Training on 35,971 cities
RMSE 0.3298424854334205
Writing files for error analysis

<matplotlib.legend.Legend at 0x7f93104c7f10>

Adding back the original columns increases the number of columns to 577 from 314 but it reduces the RMSE to 0.3366 (otherwise it stays on 0.3514). This constitutes the best feature set to be used in the final evaluation.

I'll now focus on selecting features that are stable under test error, that is, that can cope with a training set that is an incorrect sample of the feature.

For that, I'll borrow a technique from privacy preserving data mining and introduce noise to the data by swapping the value of a given feature between two instances. Doing this swapping at a given percentage creates a test set that has been perturbed at a certain level. For these experiments, I will arbitrarily use a perturbation of 30%.

For a conservative feature set, I will be willing to let go of features that, when perturbed at 30% produce a drop on performance greater than the drop resulting for keeping them.

Sadly, as features are dependent, we'll need to retrain the base model every time a feature is deleted.
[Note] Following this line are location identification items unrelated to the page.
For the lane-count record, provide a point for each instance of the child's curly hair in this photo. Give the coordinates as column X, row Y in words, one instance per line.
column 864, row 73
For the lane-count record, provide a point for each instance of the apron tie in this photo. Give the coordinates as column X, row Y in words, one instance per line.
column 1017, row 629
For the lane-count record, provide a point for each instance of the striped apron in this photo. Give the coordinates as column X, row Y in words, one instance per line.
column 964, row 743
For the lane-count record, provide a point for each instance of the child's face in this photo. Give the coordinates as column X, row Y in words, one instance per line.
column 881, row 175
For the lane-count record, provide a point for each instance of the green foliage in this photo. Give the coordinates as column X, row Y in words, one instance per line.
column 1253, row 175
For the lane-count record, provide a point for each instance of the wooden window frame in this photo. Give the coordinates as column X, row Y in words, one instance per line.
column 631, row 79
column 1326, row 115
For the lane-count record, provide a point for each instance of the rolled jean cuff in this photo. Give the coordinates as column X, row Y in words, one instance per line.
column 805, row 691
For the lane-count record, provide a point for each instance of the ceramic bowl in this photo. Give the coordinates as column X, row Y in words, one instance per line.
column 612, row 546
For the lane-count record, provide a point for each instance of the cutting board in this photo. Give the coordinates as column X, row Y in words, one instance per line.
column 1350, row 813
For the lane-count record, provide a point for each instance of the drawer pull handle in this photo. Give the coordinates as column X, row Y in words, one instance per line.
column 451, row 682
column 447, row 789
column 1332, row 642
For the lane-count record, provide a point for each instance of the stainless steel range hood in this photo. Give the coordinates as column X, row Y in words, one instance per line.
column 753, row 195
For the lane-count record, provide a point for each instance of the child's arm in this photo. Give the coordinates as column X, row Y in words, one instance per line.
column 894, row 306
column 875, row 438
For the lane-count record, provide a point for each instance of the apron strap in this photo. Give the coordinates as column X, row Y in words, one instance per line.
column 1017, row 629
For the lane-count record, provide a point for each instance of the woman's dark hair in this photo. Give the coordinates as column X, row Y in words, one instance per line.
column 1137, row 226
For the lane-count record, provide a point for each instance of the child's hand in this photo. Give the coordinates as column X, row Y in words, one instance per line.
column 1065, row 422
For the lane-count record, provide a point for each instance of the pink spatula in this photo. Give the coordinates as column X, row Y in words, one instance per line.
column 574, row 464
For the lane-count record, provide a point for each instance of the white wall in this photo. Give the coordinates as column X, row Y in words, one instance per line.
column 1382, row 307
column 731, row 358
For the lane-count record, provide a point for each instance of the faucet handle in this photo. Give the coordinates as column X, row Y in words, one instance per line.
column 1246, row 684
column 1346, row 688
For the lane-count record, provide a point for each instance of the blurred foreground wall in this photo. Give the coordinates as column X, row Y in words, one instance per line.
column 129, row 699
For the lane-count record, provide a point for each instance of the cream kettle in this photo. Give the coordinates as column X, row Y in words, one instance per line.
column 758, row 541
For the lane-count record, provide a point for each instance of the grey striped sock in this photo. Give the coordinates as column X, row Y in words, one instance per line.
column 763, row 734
Cell #31

# CELL 31
import random
import datetime
from sklearn.svm import SVR
import numpy as np

rand = random.Random(41) # 41 has areaLand and US; 39 areaLand and Brazil
train_data = list()
test_data  = list()
header = None
with open("ch6_cell30_dev_feats2_train.tsv") as feats:
    header = next(feats)
    header = header.strip().split("\t")
    header.pop(0) # name
    header.pop()  # population
    for line in feats:
        fields = line.strip().split("\t")
        logpop = float(fields[-1])
        name  = fields[0]
        feats = list(map(float,fields[1:-1]))
        row   = (feats, logpop, name)
        train_data.append(row)
with open("ch6_cell30_dev_feats2_test.tsv") as feats:
    _ = next(feats)
    for line in feats:
        fields = line.strip().split("\t")
        logpop = float(fields[-1])
        name  = fields[0]
        feats = list(map(float,fields[1:-1]))
        row   = (feats, logpop, name)
        test_data.append(row) 
               
test_data  = sorted(test_data, key=lambda t:t[1])
test_names = list(map(lambda t:t[2], test_data))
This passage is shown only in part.